Against tattoos and piercings in the workplace

It’s always important to look at both sides of an argument. There are still plenty of employers to whom sporting a tattoo or piercing is not a trait of the desirable candidate. In fact, research conducted by Acas shows that some employers, including the manager of a removals firm and the regional director of an accounting firm, would still be reluctant to hire people with visible tattoos in case it put off clients and customers. The key argument against tattoos and piercings at work seems to be the concerns about the companies’ ‘image.’ It appears in many cases that employers are worried that hiring an individual with tattoos or piercings may put across the wrong impression to clients.

Advice

Every company is different. Our advice would be to check the companies’ website for their dress code policy prior to the interview. In the UK there is currently no law expressly forbidding discrimination against tattoos and piercings in the workplace. What do you think? Should employers be punished for discrimination against those with tattoos and piercings? Or do you believe that tattoos and piercings should be covered in a professional environment?

What local employers say

Humberside Police: Some police officers do have tattoos but these usually have to be covered by uniforms. If you have tattoos you will need to make a declaration at the time of application. Before applying to become a police officer the force will ask you to send in two digital pictures of each tattoo, one distance photograph clearly showing where on the above body area the tattoo is located and a second close up photograph that we can use to assess this against our standards.
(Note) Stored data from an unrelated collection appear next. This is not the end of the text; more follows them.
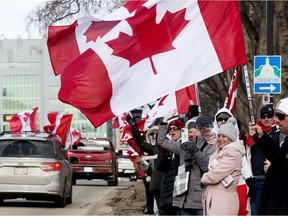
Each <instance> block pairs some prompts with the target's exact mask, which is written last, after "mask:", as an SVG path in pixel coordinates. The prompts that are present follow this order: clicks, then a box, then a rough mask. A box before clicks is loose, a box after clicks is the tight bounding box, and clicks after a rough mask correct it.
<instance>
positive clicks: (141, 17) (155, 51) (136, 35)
mask: <svg viewBox="0 0 288 216" xmlns="http://www.w3.org/2000/svg"><path fill="white" fill-rule="evenodd" d="M185 12H186V9H182V10H180V11H177V12H175V13H171V12H169V11H166V14H165V16H164V17H163V18H162V20H161V22H160V23H159V24H157V23H156V15H157V12H156V5H154V6H153V7H152V8H150V9H147V8H146V7H141V8H140V9H139V10H137V12H136V14H135V16H134V18H127V19H126V20H127V22H128V23H129V24H130V26H131V28H132V29H133V35H132V36H129V35H127V34H126V33H123V32H120V34H119V37H118V38H116V39H114V40H111V41H108V42H106V44H107V45H108V46H110V47H111V48H112V49H113V53H112V54H113V55H116V56H119V57H122V58H125V59H127V60H128V61H129V62H130V67H131V66H133V65H134V64H136V63H137V62H139V61H141V60H143V59H145V58H149V60H150V62H151V66H152V69H153V72H154V74H157V71H156V68H155V66H154V64H153V61H152V56H153V55H155V54H158V53H163V52H167V51H170V50H173V49H175V47H173V46H172V43H173V41H174V39H175V38H176V37H177V36H178V35H179V33H180V32H181V31H182V30H183V29H184V27H185V26H186V25H187V24H188V22H189V21H186V20H185V18H184V17H185ZM135 17H138V19H135ZM140 19H141V20H140ZM143 26H145V28H143Z"/></svg>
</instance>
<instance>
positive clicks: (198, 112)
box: [186, 105, 199, 119]
mask: <svg viewBox="0 0 288 216" xmlns="http://www.w3.org/2000/svg"><path fill="white" fill-rule="evenodd" d="M186 116H187V118H188V119H191V118H193V117H195V116H199V106H198V105H190V106H189V109H188V112H187V114H186Z"/></svg>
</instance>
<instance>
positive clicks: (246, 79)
mask: <svg viewBox="0 0 288 216" xmlns="http://www.w3.org/2000/svg"><path fill="white" fill-rule="evenodd" d="M243 70H244V77H245V83H246V92H247V99H248V104H249V114H250V121H251V123H252V125H254V124H256V121H255V118H254V109H253V104H252V96H251V89H250V84H249V76H248V70H247V65H244V66H243Z"/></svg>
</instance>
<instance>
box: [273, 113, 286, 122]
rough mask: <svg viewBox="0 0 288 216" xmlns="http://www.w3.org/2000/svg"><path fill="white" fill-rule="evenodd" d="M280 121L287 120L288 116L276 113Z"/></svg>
mask: <svg viewBox="0 0 288 216" xmlns="http://www.w3.org/2000/svg"><path fill="white" fill-rule="evenodd" d="M274 115H275V116H276V117H277V118H278V119H279V120H280V121H283V120H284V119H285V118H286V116H288V115H286V114H283V113H277V112H276V113H275V114H274Z"/></svg>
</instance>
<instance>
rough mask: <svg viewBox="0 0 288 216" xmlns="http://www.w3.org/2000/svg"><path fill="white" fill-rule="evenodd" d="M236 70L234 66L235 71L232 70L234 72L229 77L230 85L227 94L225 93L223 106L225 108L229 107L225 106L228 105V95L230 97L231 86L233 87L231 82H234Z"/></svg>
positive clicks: (236, 72)
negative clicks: (225, 94) (223, 104)
mask: <svg viewBox="0 0 288 216" xmlns="http://www.w3.org/2000/svg"><path fill="white" fill-rule="evenodd" d="M237 72H238V71H237V68H235V71H234V74H233V77H232V79H231V82H230V86H229V89H228V94H227V96H226V99H225V102H224V107H225V108H227V109H229V107H227V106H228V100H229V97H230V95H231V92H232V88H233V84H234V81H235V78H236V74H237Z"/></svg>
Schools: Each school usually has a staff conduct policy which would give guidelines. Many teachers have tattoos and generally they are not a bar to being employed if they are not offensive although usually they have to be covered up as much as possible by clothing. Body piercings, beyond earrings, generally would have to be removed.

 

Armed forces: A change to the Queen’s regulations means that body art can now be displayed on the hands and rear of the neck – two areas that were previously banned by the Army, Royal Navy and Royal Air Force. The old policy prohibited excessive markings but this element has since been removed. However, if tattoos are visible on a passport photo they will still be deemed unacceptable.
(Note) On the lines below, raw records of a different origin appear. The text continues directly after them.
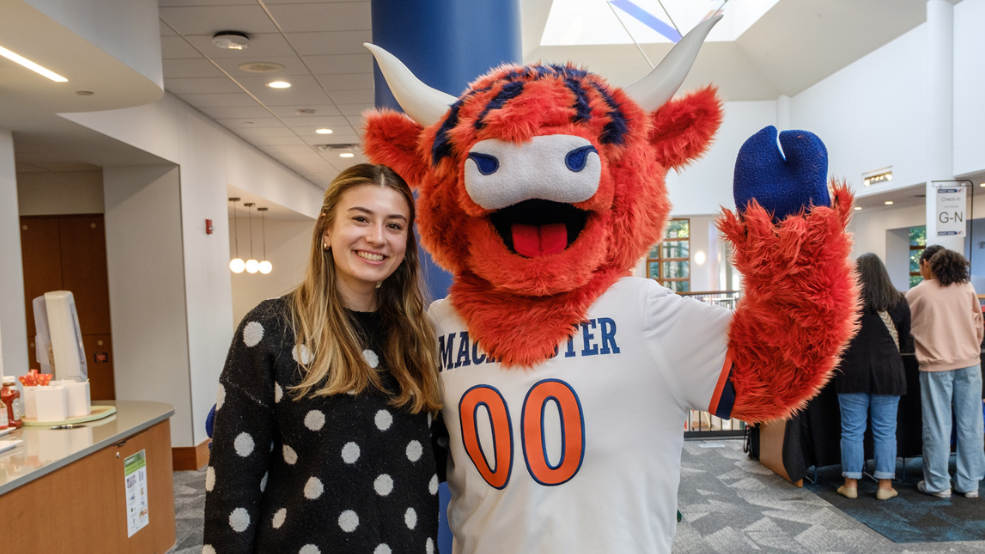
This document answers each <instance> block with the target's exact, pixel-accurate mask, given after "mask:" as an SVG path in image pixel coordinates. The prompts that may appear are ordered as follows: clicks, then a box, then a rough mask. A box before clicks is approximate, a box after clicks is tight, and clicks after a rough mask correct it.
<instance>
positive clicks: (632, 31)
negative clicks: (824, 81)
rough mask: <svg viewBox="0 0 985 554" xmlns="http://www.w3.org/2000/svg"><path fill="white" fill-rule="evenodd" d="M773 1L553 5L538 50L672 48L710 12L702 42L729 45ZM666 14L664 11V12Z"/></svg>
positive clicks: (547, 20) (612, 0)
mask: <svg viewBox="0 0 985 554" xmlns="http://www.w3.org/2000/svg"><path fill="white" fill-rule="evenodd" d="M778 1H779V0H554V1H553V3H552V4H551V11H550V15H548V17H547V24H546V25H545V26H544V35H543V36H542V37H541V41H540V44H541V46H581V45H592V44H632V43H633V42H634V39H635V42H637V43H640V44H652V43H668V42H677V41H678V40H680V37H681V35H682V34H687V32H688V31H690V30H691V29H693V28H694V26H695V25H697V24H699V23H701V22H702V21H704V20H705V19H707V18H709V17H711V16H712V15H714V14H715V12H716V11H718V10H722V13H724V14H725V17H724V18H723V19H722V21H721V22H720V23H719V24H718V25H716V26H715V28H714V29H712V31H711V34H710V35H709V36H708V39H707V40H706V41H705V42H709V41H718V42H727V41H733V40H735V39H737V38H739V36H741V35H742V33H744V32H745V30H746V29H748V28H749V27H751V26H752V24H753V23H755V22H756V21H757V20H758V19H759V18H761V17H762V16H763V15H765V14H766V12H768V11H769V10H770V8H772V7H773V6H774V5H775V4H776V3H777V2H778ZM665 8H666V9H665Z"/></svg>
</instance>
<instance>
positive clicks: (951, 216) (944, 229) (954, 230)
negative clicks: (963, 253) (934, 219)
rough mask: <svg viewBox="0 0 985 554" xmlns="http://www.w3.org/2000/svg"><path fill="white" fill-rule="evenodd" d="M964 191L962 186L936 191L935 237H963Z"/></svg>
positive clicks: (964, 230) (963, 218) (963, 217)
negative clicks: (936, 236) (936, 234)
mask: <svg viewBox="0 0 985 554" xmlns="http://www.w3.org/2000/svg"><path fill="white" fill-rule="evenodd" d="M965 191H966V189H965V187H964V186H963V185H960V184H957V185H956V186H954V185H950V186H944V187H940V188H938V189H937V203H936V206H937V208H936V210H935V211H936V212H937V236H939V237H943V236H949V237H963V236H965V235H966V233H965V205H966V204H967V194H966V192H965Z"/></svg>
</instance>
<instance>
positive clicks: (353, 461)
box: [342, 442, 359, 464]
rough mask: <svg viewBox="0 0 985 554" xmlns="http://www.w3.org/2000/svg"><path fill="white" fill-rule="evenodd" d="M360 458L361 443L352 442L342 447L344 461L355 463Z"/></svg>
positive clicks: (342, 455) (349, 462)
mask: <svg viewBox="0 0 985 554" xmlns="http://www.w3.org/2000/svg"><path fill="white" fill-rule="evenodd" d="M358 459H359V445H358V444H356V443H354V442H350V443H347V444H346V445H345V446H343V447H342V461H343V462H345V463H347V464H354V463H356V460H358Z"/></svg>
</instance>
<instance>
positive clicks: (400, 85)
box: [363, 42, 458, 127]
mask: <svg viewBox="0 0 985 554" xmlns="http://www.w3.org/2000/svg"><path fill="white" fill-rule="evenodd" d="M363 46H365V47H366V48H368V49H369V51H370V52H372V53H373V56H375V57H376V63H378V64H379V65H380V71H382V72H383V78H384V79H386V84H387V85H389V86H390V92H392V93H393V97H394V98H396V100H397V103H398V104H400V107H401V108H403V109H404V112H405V113H406V114H407V115H409V116H410V118H411V119H413V120H414V121H416V122H418V123H420V124H421V125H422V126H424V127H429V126H431V125H432V124H434V123H436V122H437V121H438V120H440V119H441V116H443V115H445V112H446V111H448V106H450V105H451V104H453V103H454V102H455V101H456V100H458V99H457V98H455V97H454V96H452V95H450V94H445V93H444V92H441V91H440V90H438V89H434V88H431V87H429V86H427V85H425V84H424V83H422V82H421V80H420V79H418V78H417V77H415V76H414V74H413V73H411V71H410V70H409V69H407V66H406V65H404V64H403V62H401V61H400V60H398V59H397V57H396V56H394V55H393V54H391V53H389V52H387V51H386V50H384V49H382V48H380V47H379V46H376V45H375V44H370V43H368V42H364V43H363Z"/></svg>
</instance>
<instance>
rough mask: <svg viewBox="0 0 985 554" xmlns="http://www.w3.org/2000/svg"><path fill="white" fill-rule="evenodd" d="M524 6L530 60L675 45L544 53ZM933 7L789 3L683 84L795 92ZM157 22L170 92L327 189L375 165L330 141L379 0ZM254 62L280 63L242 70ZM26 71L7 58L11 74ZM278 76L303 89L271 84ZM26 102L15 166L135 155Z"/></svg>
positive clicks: (616, 84)
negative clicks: (212, 41)
mask: <svg viewBox="0 0 985 554" xmlns="http://www.w3.org/2000/svg"><path fill="white" fill-rule="evenodd" d="M599 1H600V2H601V1H604V0H599ZM521 6H522V8H521V9H522V25H523V27H522V36H523V52H524V61H525V62H533V61H538V60H544V61H551V62H564V61H574V62H576V63H578V64H580V65H582V66H584V67H587V68H589V69H590V70H592V71H595V72H597V73H600V74H602V75H604V76H606V77H607V78H608V79H609V80H610V82H612V83H613V84H615V85H626V84H629V83H631V82H633V81H635V80H636V79H638V78H640V77H641V76H643V75H644V74H645V73H646V72H647V71H648V70H649V68H650V66H649V64H648V62H647V59H646V58H644V56H643V55H642V54H641V53H640V48H641V49H642V50H643V52H645V53H646V57H647V58H649V59H650V60H654V63H657V61H658V60H660V59H661V58H662V57H663V56H664V55H665V54H666V52H667V51H668V50H669V49H670V46H669V45H666V44H663V45H660V44H649V45H641V47H640V48H638V47H637V46H636V45H633V44H627V45H602V46H564V47H559V46H551V47H541V46H540V45H539V42H540V35H541V33H542V31H543V28H544V25H545V23H546V20H547V15H548V12H549V10H550V6H551V0H523V1H522V2H521ZM926 9H927V8H926V0H865V1H859V0H780V1H779V2H778V3H777V4H776V5H775V6H774V7H773V8H772V9H770V10H769V11H768V12H767V13H766V15H765V16H764V17H762V18H761V19H760V20H759V21H757V22H756V23H755V24H753V26H752V27H750V28H749V29H748V30H747V31H746V32H744V33H743V34H742V35H741V36H740V37H739V38H738V40H736V41H734V42H728V43H724V42H713V43H707V44H705V45H704V46H703V48H702V50H701V53H700V54H699V56H698V59H697V61H696V62H695V65H694V67H693V69H692V71H691V73H690V74H689V76H688V79H687V80H686V81H685V83H684V86H683V87H682V89H684V90H686V89H689V88H694V87H697V86H700V85H702V84H705V83H711V82H714V83H715V84H717V85H718V86H719V88H720V90H721V93H722V95H723V96H724V97H725V98H726V99H728V100H774V99H776V98H777V97H779V96H780V95H788V96H793V95H796V94H798V93H800V92H801V91H803V90H805V89H806V88H808V87H810V86H811V85H813V84H815V83H817V82H819V81H821V80H822V79H824V78H825V77H827V76H829V75H831V74H832V73H834V72H836V71H837V70H839V69H840V68H842V67H844V66H846V65H848V64H850V63H852V62H854V61H855V60H857V59H859V58H861V57H863V56H865V55H866V54H868V53H870V52H872V51H874V50H875V49H877V48H879V47H880V46H882V45H884V44H886V43H888V42H890V41H892V40H893V39H895V38H897V37H899V36H900V35H902V34H904V33H906V32H907V31H910V30H912V29H913V28H915V27H917V26H919V25H920V24H922V23H923V22H924V21H925V20H926ZM159 16H160V33H161V51H162V57H163V72H164V87H165V90H166V91H168V92H170V93H171V94H174V95H175V96H177V97H178V98H180V99H182V100H183V101H185V102H187V103H188V104H190V105H191V106H193V107H195V108H196V109H198V110H200V111H201V112H203V113H204V114H206V115H207V116H208V117H210V118H212V119H214V120H215V121H217V122H218V123H219V124H221V125H223V126H224V127H226V128H228V129H229V130H230V131H231V132H233V133H235V134H236V135H238V136H240V137H242V138H243V139H244V140H245V141H247V142H249V143H251V144H253V145H254V146H256V147H257V148H258V149H260V150H262V151H263V152H265V153H267V154H268V155H269V156H270V157H272V158H274V159H275V160H277V161H279V162H280V163H282V164H283V165H284V166H286V167H288V168H290V169H292V170H293V171H295V172H296V173H298V174H299V175H301V176H302V177H304V178H305V179H307V180H309V181H311V182H313V183H315V184H316V185H318V186H320V187H322V188H324V187H325V186H326V185H327V184H328V183H329V182H330V181H331V179H332V178H333V177H334V176H335V175H337V174H338V172H339V171H341V170H342V169H344V168H345V167H347V166H349V165H351V164H354V163H358V162H361V161H364V158H363V156H362V154H361V153H360V152H359V151H358V148H356V152H355V154H356V155H355V157H353V158H349V159H344V158H340V157H339V156H338V151H335V150H331V149H326V148H324V146H321V145H334V144H357V145H358V142H359V134H358V131H359V128H360V114H361V113H362V112H363V111H364V110H366V109H369V108H371V107H372V106H373V99H374V86H373V73H372V71H373V63H372V57H371V55H370V54H369V52H368V51H366V50H365V48H364V47H363V46H362V43H363V42H371V41H372V29H371V14H370V1H369V0H352V1H330V0H159ZM224 30H235V31H241V32H243V33H246V34H247V35H249V38H250V42H249V46H248V48H247V49H245V50H241V51H235V50H223V49H220V48H218V47H216V46H214V45H213V44H212V37H213V35H214V34H215V33H216V32H218V31H224ZM0 32H4V29H3V28H2V22H0ZM250 62H262V63H265V64H278V65H279V66H283V67H282V69H277V70H275V71H273V72H270V73H256V72H251V71H249V70H244V68H243V64H246V63H250ZM15 68H16V69H15ZM23 72H24V71H23V70H21V69H20V68H19V67H18V66H13V65H12V64H10V63H9V62H6V60H3V59H0V80H3V78H6V77H10V78H17V77H18V75H19V74H20V73H23ZM273 78H281V79H284V80H288V81H290V82H291V84H292V86H291V88H289V89H285V90H275V89H271V88H269V87H267V86H266V83H267V82H269V81H270V80H272V79H273ZM5 92H6V91H5V90H3V88H0V94H4V93H5ZM142 94H145V95H146V93H142ZM17 100H18V99H17V98H14V99H13V101H12V102H6V101H5V102H4V103H3V104H2V105H0V127H2V128H7V129H11V130H13V131H14V132H15V135H14V136H15V141H16V152H17V153H16V156H17V164H18V171H60V170H79V169H86V168H90V169H92V168H97V167H99V166H100V165H102V164H104V163H113V156H114V152H115V151H117V150H119V151H121V152H122V151H123V150H125V148H124V146H123V145H119V144H112V143H110V142H108V141H109V139H106V138H105V137H97V136H89V137H85V140H84V141H82V142H83V143H84V144H80V140H81V139H82V136H81V135H85V132H84V131H80V130H78V129H72V128H71V126H70V125H67V124H66V123H64V122H59V121H57V120H59V119H61V118H57V116H54V115H53V114H54V113H57V112H56V111H51V110H48V111H47V113H46V114H45V115H44V116H43V117H32V118H30V122H28V121H25V118H24V117H22V116H19V115H18V114H19V113H20V114H23V112H24V111H27V112H28V113H30V111H31V110H32V109H35V111H36V108H32V107H31V104H32V103H31V102H29V101H27V100H22V101H21V102H18V101H17ZM77 100H78V99H73V101H77ZM134 101H136V100H134ZM57 111H71V110H57ZM76 127H77V126H76ZM319 128H330V129H332V131H333V132H332V134H327V135H320V134H316V133H315V130H316V129H319ZM92 135H95V133H92ZM121 155H122V154H121ZM129 155H130V156H131V157H130V158H128V159H129V160H130V163H133V158H132V154H129ZM272 215H273V214H272Z"/></svg>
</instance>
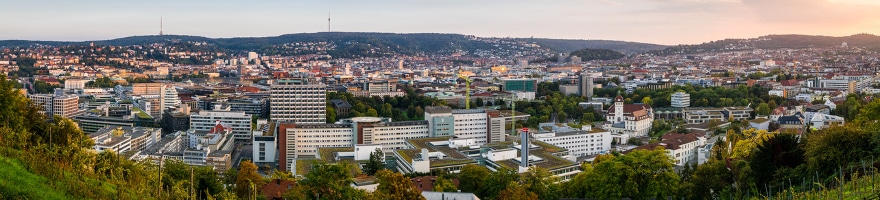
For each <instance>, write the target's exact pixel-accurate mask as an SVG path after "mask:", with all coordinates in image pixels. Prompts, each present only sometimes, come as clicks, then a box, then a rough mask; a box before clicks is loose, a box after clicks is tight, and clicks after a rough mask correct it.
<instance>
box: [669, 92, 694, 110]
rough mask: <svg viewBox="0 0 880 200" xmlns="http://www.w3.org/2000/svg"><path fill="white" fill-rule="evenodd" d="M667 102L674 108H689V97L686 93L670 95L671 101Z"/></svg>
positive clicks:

If body art depicts a sexual act, violence or illegal drugs, for example, it will be in breach of Army rules. Small tattoos that aren’t offensive in any way are not normally a problem, depending where they are on your body and how visible they are. Tattoos on your head and face are not acceptable. If you have a tattoo, the best thing is to go to your nearest Army Careers Centre and ask them to check if it’s okay.

Some body piercings will stop you joining, or re-joining the Army. If you have piercings that change the way you look, eg flesh tunnels that are larger than 4mm, or those which might affect the way in which your body works, eg some genital piercings. For health and safety reasons, you will be asked to take off all jewellery before undergoing physical activity as part of your application and selection process. Once you have joined the Army, you will be told the rules for wearing body jewellery when on and off duty.
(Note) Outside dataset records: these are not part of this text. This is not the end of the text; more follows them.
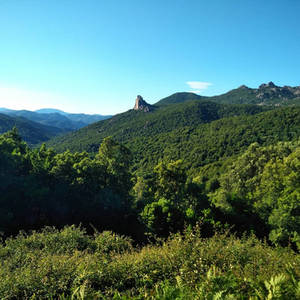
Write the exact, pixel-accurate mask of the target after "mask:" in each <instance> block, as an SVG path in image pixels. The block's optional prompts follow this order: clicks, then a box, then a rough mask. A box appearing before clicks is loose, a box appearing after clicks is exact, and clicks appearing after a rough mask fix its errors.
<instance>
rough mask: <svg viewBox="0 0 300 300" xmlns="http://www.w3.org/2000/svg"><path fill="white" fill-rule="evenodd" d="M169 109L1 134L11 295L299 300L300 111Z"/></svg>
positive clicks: (259, 107)
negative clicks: (79, 122)
mask: <svg viewBox="0 0 300 300" xmlns="http://www.w3.org/2000/svg"><path fill="white" fill-rule="evenodd" d="M177 99H178V98H176V99H175V100H176V101H177ZM175 100H174V102H176V101H175ZM168 101H170V100H169V99H168ZM163 103H164V105H162V104H160V105H156V106H155V107H154V108H153V111H150V112H147V113H145V112H143V111H134V110H130V111H128V112H126V113H124V114H120V115H116V116H114V117H112V118H111V119H108V120H105V121H100V122H97V123H95V124H92V125H89V126H87V127H84V128H82V129H80V130H79V131H76V132H73V133H69V134H67V135H65V136H61V137H58V138H54V139H53V140H50V142H49V143H47V144H46V145H45V144H41V145H38V146H36V147H32V146H28V145H27V144H26V142H24V140H23V139H22V137H21V136H20V134H19V132H18V129H17V128H13V129H12V130H10V131H7V132H6V133H4V134H2V135H0V180H1V186H0V195H1V196H0V231H1V237H2V244H1V245H0V259H1V264H0V298H2V299H22V298H28V299H39V298H52V299H57V298H59V299H111V298H113V299H299V297H300V282H299V278H300V255H299V251H300V201H299V200H300V140H299V134H300V108H299V106H292V107H279V108H278V107H271V106H257V105H237V104H234V105H233V104H220V103H214V102H210V101H207V99H204V100H203V99H199V100H197V101H196V100H195V101H190V99H188V100H187V101H186V102H181V103H180V101H179V103H177V102H176V103H175V104H173V103H172V101H171V103H172V104H170V103H165V102H163Z"/></svg>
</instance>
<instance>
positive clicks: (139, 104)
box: [133, 95, 152, 112]
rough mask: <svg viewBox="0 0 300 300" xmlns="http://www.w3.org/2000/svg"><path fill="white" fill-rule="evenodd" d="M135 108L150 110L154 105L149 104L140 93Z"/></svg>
mask: <svg viewBox="0 0 300 300" xmlns="http://www.w3.org/2000/svg"><path fill="white" fill-rule="evenodd" d="M133 109H134V110H141V111H144V112H149V111H151V110H152V105H150V104H148V103H147V102H146V101H145V100H144V99H143V97H142V96H140V95H138V96H137V97H136V99H135V105H134V107H133Z"/></svg>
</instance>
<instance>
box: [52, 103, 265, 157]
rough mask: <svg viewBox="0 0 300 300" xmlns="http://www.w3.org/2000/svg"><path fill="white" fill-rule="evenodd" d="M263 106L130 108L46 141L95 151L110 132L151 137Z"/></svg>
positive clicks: (137, 135)
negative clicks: (79, 129) (111, 117)
mask: <svg viewBox="0 0 300 300" xmlns="http://www.w3.org/2000/svg"><path fill="white" fill-rule="evenodd" d="M264 110H265V108H262V107H259V106H256V105H223V104H218V103H214V102H210V101H205V102H199V101H188V102H186V103H179V104H172V105H168V106H162V107H160V108H157V109H155V110H154V111H152V112H149V113H144V112H142V111H135V110H129V111H127V112H125V113H122V114H118V115H115V116H113V117H112V118H111V119H109V120H105V121H100V122H97V123H94V124H92V125H90V126H87V127H85V128H82V129H81V130H78V131H76V132H72V133H70V134H67V135H64V136H62V137H58V138H57V139H53V140H51V141H50V142H49V143H48V145H49V146H51V147H54V148H55V149H56V150H58V151H64V150H66V149H69V150H71V151H83V150H86V151H88V152H94V151H97V149H98V147H99V145H100V143H101V141H102V140H103V138H105V137H107V136H113V137H114V138H115V139H116V140H118V141H120V142H123V143H126V142H128V141H129V140H132V139H135V138H140V137H152V136H154V135H157V134H161V133H168V132H171V131H172V130H174V129H177V128H183V127H186V126H188V127H190V128H194V127H196V126H197V125H200V124H204V123H209V122H212V121H214V120H218V119H221V118H225V117H231V116H239V115H254V114H256V113H259V112H262V111H264Z"/></svg>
Nursing: There is no official policy in hull or East Yorkshire for nurses regarding tattoos. They are allowed, provided they are not offensive. If someone does have a tattoo where it can be seen – i.e on their arm, as hospital staff must be ‘bare elbow the elbow’ to prevent spread of infection – it is checked over by their manager to insure it is not offensive. If it was thought to be offensive, they would be asked to cover it over.